Ten years later, the federal government authorized brutal right-of-way property and relocation acquisitions, offering the residents reimbursements that were woefully insufficient to allow the purchase of comparable replacement homes.
These government bureaucrats, planning boards, politicians and wealthy business owners saw the East Street Valley residents as obstacles to progress. They stood in the way of allowing wealthier suburban commuters easy access to commerce.
Civic leaders had done the same to the Hill District neighborhood in the 1950s, when demolitions began to clear land for the Civic Arena. The lower Hill District neighborhood, to many Black, Italian, Serbian and Jewish Pittsburghers, is still seen as the cultural melting pot where their families first settled. The Italians and Serbians had come from their home countries; the Jewish population had come from Lithuania, Poland and Ukraine; and Black people had migrated from the South.
The city leaders saw the Lower Hill as an incubator of riffraff. It was overcrowded and boisterous. The races were either brown or browner than the planners, and nearly all were multilingual and multicultural. And they were in the way of city planning.
My grandmother used to tell wistful stories sitting on the stoop of the boarding house they lived in on Yuba Way, talking to her neighbors. Although she and my grandfather moved before the government came for those homes, often giving the working-class poor only months to relocate, she wept when she saw the photos of the wrecking balls first plunge into the heart of St. Peter’s Roman Catholic Church.
She mourned the loss of its Lourdes Shrine, an ornate grotto that extended onto Yuba Way. She had watched it being built as a 10-year-old girl; she could recall until the day she died the religious figures carved into the structure.

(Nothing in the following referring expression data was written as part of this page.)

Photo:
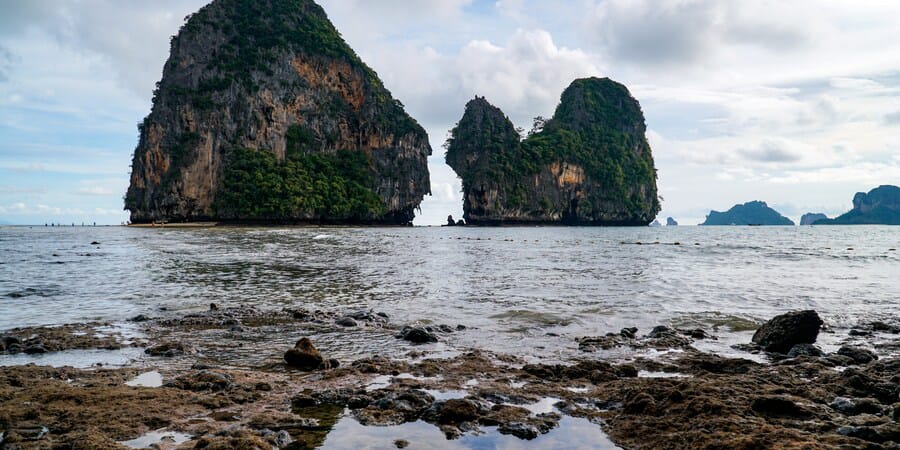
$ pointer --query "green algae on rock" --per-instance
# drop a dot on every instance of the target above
(590, 164)
(265, 114)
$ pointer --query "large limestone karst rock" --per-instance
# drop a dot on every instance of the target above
(590, 164)
(264, 113)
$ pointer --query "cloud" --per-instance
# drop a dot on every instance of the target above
(771, 151)
(892, 119)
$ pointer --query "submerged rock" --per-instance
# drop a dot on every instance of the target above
(857, 354)
(783, 332)
(167, 349)
(805, 350)
(304, 356)
(416, 335)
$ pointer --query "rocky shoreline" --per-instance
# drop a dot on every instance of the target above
(207, 396)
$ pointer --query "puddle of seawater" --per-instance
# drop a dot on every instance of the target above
(146, 379)
(383, 381)
(655, 374)
(572, 433)
(157, 437)
(79, 359)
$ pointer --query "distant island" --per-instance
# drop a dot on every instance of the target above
(811, 218)
(590, 164)
(264, 114)
(750, 213)
(880, 206)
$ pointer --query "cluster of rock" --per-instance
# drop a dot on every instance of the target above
(750, 213)
(590, 164)
(880, 206)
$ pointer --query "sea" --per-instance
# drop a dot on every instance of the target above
(528, 291)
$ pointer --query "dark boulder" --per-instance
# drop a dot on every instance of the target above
(855, 406)
(416, 335)
(35, 349)
(304, 356)
(457, 410)
(787, 330)
(167, 349)
(805, 350)
(857, 354)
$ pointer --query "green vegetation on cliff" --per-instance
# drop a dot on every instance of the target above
(306, 185)
(597, 127)
(240, 73)
(880, 206)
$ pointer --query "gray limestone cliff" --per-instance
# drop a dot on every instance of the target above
(265, 114)
(590, 164)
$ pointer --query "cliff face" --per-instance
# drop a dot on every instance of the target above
(750, 213)
(880, 206)
(590, 164)
(264, 113)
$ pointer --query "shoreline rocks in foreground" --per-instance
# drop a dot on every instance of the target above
(684, 399)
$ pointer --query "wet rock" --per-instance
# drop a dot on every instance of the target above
(852, 407)
(283, 438)
(15, 348)
(638, 403)
(698, 333)
(519, 430)
(8, 341)
(662, 336)
(805, 350)
(885, 327)
(857, 354)
(394, 408)
(456, 411)
(659, 331)
(304, 356)
(783, 332)
(167, 349)
(35, 349)
(204, 380)
(777, 406)
(864, 433)
(591, 344)
(416, 335)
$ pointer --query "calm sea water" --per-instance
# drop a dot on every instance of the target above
(527, 291)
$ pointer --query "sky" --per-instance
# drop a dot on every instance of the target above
(793, 103)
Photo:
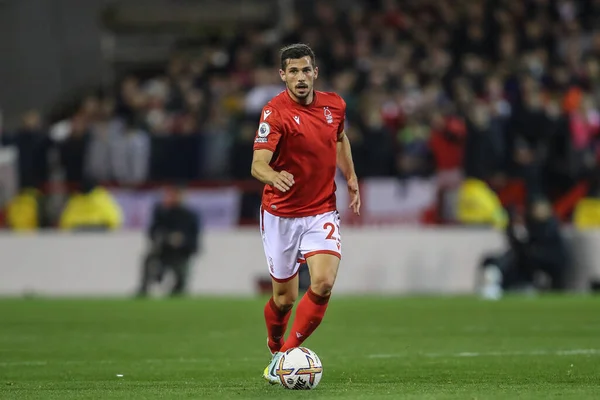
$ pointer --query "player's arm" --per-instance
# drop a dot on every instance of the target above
(344, 156)
(346, 165)
(262, 171)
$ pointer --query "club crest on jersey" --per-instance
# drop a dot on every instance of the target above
(328, 115)
(264, 129)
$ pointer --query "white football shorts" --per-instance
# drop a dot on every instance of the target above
(288, 242)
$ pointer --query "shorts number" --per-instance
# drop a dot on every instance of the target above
(331, 227)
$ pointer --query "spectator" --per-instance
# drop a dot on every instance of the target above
(33, 146)
(131, 156)
(91, 208)
(73, 150)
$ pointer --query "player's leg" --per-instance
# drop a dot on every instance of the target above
(278, 310)
(321, 246)
(281, 240)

Nearly 2,000 homes and businesses were taken from East Street Valley by the late 1970s. More than 8,000 people and nearly 500 businesses were taken from the Lower Hill District. They are not alone. No matter where you live in this country, hundreds of neighborhoods, farms and communities, the residents of which had little capital, have been erased, often without a trace, in the name of progress that tends to benefit the elite class.
Earlier this month, Secretary of Transportation Pete Buttigieg said in an interview, “There is racism physically built into some of our highways.” But the problem is that when you make everything about race, you are often unable to reach people who would normally be sympathetic to your cause.
There is a fair enough argument to make that it is also elitism that is physically built into some of our highways, that dismissive contempt for working-class and low-income families of every color has always played a decisive role in infrastructure development and city planning. Because of that contempt, they could not stop the demolition of their communities, and lord knows they tried.
There is also an argument to be made that the seeds of our resentment we hold toward those cultural curators, such as the planning commissions that demolished the heartbeats of these neighborhoods, began when our parents and grandparents fought and lost the hard battles to save their communities. The division between insiders and outsiders continues to divide the nation.